I assume one reason this album doesn't have a good reputation, is that people find it hard to accept in light of Genesis' highly-acclaimed progressive rock career that followed it, for this debut album by one of the leaders of the progressive genre really is one of the most captivating and enjoyable in the band's catalogue.

It's true that the concept of going through the Bible from the world's creation to Christ's victory (I think that's what it's meant to be) is pretty much lost before long, but the songs themselves are so melodious and so rich it remains an irresistible listen for me.

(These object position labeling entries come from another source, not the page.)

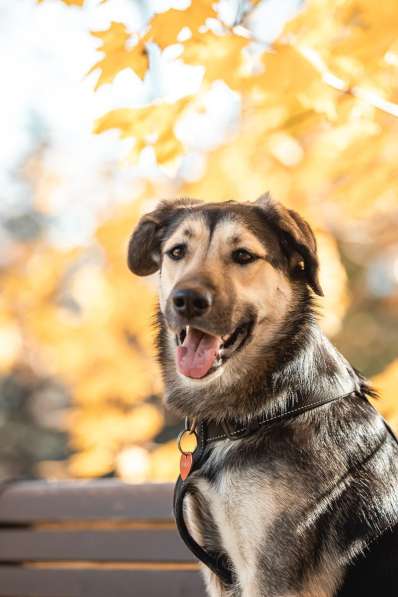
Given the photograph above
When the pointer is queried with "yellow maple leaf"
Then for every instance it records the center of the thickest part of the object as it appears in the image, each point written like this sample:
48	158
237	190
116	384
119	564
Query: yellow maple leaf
117	54
150	125
221	55
165	27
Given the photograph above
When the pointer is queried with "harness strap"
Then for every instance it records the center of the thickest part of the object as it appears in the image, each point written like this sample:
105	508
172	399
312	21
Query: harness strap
209	433
211	560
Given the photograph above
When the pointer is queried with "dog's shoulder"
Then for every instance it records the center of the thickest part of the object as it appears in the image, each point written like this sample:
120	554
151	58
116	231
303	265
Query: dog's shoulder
374	572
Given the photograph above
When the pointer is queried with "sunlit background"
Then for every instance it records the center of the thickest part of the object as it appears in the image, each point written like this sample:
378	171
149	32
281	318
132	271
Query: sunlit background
108	106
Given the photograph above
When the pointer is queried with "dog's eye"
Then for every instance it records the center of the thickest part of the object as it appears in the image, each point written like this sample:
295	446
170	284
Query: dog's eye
177	252
243	257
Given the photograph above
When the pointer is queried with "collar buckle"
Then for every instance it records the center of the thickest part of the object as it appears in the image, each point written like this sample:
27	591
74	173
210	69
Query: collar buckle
240	432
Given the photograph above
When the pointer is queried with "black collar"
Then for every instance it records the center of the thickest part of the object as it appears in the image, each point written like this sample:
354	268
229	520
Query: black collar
209	432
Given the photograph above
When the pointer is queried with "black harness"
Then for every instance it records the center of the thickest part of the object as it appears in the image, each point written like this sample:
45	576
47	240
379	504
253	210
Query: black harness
208	433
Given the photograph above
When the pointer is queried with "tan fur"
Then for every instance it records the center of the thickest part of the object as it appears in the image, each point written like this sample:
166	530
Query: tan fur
260	285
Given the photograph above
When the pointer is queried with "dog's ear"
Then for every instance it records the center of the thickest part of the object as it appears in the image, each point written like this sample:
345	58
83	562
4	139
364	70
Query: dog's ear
145	243
297	240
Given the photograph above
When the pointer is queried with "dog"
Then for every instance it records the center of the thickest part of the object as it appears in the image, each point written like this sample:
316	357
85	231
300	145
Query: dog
306	505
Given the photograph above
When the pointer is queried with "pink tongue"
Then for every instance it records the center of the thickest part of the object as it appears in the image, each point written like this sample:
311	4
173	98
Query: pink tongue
197	353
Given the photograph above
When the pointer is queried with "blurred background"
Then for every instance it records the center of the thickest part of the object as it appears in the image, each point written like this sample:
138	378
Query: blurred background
107	106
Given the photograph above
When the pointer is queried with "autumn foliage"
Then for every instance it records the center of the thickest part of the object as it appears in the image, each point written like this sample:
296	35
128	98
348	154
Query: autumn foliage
317	126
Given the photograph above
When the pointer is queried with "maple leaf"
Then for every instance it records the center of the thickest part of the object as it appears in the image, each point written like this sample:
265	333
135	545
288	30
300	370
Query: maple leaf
117	54
150	125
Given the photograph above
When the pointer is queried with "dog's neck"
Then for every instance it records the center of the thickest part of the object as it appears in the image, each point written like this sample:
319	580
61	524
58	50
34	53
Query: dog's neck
305	367
316	370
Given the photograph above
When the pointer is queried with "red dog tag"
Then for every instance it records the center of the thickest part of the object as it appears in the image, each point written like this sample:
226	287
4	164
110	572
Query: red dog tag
185	465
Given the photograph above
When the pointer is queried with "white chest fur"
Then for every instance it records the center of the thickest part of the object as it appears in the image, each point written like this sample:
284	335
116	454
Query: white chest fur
243	507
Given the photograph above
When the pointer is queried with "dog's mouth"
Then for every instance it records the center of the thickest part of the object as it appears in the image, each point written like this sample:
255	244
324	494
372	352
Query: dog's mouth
199	354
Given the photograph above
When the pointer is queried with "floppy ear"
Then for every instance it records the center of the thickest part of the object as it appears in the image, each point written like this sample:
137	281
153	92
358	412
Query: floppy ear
145	243
297	240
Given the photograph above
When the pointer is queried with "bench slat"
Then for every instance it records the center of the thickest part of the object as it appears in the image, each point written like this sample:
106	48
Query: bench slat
112	546
32	501
21	582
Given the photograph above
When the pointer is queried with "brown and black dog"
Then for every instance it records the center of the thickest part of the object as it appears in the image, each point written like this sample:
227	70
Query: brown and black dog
309	505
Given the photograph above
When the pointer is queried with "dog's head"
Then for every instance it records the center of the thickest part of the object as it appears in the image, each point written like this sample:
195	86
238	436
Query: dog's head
231	275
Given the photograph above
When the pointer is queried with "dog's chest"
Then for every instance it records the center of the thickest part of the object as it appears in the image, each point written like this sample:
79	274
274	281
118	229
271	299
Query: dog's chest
243	509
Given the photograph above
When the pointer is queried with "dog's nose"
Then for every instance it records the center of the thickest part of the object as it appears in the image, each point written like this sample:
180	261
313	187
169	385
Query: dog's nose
191	303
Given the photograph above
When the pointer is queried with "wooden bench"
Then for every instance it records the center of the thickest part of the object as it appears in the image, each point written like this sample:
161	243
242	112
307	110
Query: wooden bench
92	539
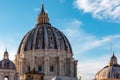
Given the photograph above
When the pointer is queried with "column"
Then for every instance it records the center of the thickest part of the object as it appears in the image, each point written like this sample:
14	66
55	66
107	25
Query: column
46	65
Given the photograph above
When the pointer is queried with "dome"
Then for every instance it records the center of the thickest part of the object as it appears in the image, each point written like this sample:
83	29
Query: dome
111	71
44	36
6	63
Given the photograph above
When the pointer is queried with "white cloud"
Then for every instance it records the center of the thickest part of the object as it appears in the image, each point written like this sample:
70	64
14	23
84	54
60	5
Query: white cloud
82	43
62	1
37	9
108	10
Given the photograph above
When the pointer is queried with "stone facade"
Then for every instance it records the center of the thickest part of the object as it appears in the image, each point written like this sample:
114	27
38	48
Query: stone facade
46	49
7	68
109	72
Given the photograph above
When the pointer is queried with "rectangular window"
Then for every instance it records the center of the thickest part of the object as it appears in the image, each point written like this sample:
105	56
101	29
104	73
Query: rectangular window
28	68
51	68
39	68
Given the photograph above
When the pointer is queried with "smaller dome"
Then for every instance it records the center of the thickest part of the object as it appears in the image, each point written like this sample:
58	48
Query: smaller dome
6	63
111	71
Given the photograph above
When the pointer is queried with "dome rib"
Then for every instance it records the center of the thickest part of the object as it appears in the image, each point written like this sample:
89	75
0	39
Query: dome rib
56	38
45	37
35	37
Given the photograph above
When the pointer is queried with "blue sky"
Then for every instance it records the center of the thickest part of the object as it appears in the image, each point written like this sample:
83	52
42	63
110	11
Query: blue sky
90	25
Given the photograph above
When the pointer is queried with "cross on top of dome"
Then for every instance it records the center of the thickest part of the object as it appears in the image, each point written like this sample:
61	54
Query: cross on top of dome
113	60
43	16
6	55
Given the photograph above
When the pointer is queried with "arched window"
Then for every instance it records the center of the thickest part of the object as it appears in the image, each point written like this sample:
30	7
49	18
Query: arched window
6	78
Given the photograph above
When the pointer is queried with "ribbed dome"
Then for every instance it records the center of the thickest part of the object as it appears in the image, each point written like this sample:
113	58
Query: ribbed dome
44	36
6	63
112	71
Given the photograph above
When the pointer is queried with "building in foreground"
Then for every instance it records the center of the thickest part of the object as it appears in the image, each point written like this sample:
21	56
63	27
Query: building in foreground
109	72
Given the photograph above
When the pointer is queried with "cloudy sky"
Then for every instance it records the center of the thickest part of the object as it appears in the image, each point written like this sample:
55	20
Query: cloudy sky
91	26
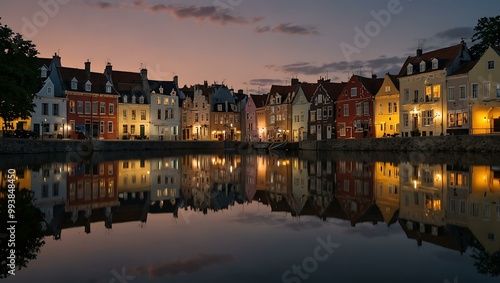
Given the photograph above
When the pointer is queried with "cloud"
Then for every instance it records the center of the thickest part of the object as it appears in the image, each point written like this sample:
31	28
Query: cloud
173	268
382	64
210	13
456	33
264	82
288	28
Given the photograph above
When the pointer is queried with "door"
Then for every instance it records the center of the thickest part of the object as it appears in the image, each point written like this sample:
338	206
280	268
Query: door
142	130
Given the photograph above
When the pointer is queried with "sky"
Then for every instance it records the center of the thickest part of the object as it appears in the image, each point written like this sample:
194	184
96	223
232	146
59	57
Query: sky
245	44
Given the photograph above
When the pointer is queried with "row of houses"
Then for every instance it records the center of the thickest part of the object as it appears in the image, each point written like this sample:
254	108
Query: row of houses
439	92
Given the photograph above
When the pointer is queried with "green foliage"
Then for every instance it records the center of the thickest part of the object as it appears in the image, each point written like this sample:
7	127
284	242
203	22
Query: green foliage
487	32
20	75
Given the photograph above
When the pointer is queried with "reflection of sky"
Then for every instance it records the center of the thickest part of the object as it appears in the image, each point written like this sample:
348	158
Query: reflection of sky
245	243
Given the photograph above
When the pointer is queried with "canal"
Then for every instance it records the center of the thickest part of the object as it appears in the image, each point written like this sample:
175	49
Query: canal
224	216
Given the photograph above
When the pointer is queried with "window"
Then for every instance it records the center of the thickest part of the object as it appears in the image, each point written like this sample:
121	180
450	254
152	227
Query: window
45	109
359	109
346	110
87	107
409	69
342	129
354	91
474	90
102	108
80	107
427	117
486	89
491	64
451	93
111	109
366	108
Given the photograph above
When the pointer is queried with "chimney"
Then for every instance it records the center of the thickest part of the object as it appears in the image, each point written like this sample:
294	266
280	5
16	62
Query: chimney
57	60
108	71
419	52
144	79
87	69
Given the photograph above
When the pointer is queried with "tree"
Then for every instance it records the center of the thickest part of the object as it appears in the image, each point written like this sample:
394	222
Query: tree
487	32
20	77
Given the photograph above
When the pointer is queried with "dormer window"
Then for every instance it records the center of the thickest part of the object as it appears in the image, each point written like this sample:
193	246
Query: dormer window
422	66
108	87
74	84
409	69
435	64
88	86
43	72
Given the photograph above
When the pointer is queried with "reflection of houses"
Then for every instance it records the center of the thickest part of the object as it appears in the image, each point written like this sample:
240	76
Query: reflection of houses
355	189
387	190
49	188
165	179
134	175
422	197
91	186
483	211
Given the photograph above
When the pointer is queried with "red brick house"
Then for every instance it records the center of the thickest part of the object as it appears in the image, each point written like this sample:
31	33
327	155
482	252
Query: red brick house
355	107
92	104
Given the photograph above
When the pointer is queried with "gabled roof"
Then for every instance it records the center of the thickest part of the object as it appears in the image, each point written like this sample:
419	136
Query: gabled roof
334	90
97	80
445	57
259	100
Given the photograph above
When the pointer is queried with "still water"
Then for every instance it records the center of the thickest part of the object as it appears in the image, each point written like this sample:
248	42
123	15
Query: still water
278	217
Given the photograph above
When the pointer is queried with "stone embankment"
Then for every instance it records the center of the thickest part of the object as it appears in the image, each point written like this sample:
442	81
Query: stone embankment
486	143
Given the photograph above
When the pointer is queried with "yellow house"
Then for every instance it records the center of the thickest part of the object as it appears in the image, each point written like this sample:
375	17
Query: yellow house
387	189
484	207
484	93
387	107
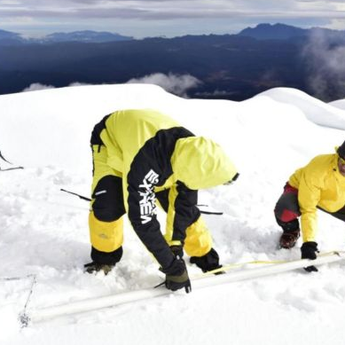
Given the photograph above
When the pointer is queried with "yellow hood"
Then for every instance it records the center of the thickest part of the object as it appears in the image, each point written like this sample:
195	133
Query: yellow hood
201	163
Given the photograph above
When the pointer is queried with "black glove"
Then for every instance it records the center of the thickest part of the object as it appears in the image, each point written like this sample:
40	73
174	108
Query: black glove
93	267
177	276
309	250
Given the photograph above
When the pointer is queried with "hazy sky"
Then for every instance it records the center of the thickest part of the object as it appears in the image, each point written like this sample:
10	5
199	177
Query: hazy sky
144	18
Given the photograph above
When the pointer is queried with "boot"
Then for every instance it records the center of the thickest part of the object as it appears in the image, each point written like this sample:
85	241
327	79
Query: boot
289	238
94	267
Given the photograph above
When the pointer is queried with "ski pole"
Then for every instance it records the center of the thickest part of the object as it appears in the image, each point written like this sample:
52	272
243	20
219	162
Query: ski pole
88	199
78	195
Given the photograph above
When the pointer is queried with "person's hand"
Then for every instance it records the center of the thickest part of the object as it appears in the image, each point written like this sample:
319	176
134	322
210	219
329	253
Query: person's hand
177	276
94	267
309	250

Such gentle pieces as "Fireside Song", "Am I Very Wrong?" and "Window" are truly lovely, while the faster tempo tracks like "In the Wilderness" and "The Conqueror" are feisty and compelling.

Through it all is orchestration, in particular a dominant string section (included by producer Jonathan King), which might be a bit too intrusive at times, but the overall effect is gorgeous, invoking flavour from the likes of the Bee Gees and The Moody Blues, but with a sound that is still Genesis' own.

If I ever do a list of the most under-rated albums of all time, From Genesis to Revelation will be right up there somewhere. It's such a shame that it gets lost, forgotten and even scorned when Genesis' career is discussed, for it remains one of the band's best records, and a truly rewarding album in its own right.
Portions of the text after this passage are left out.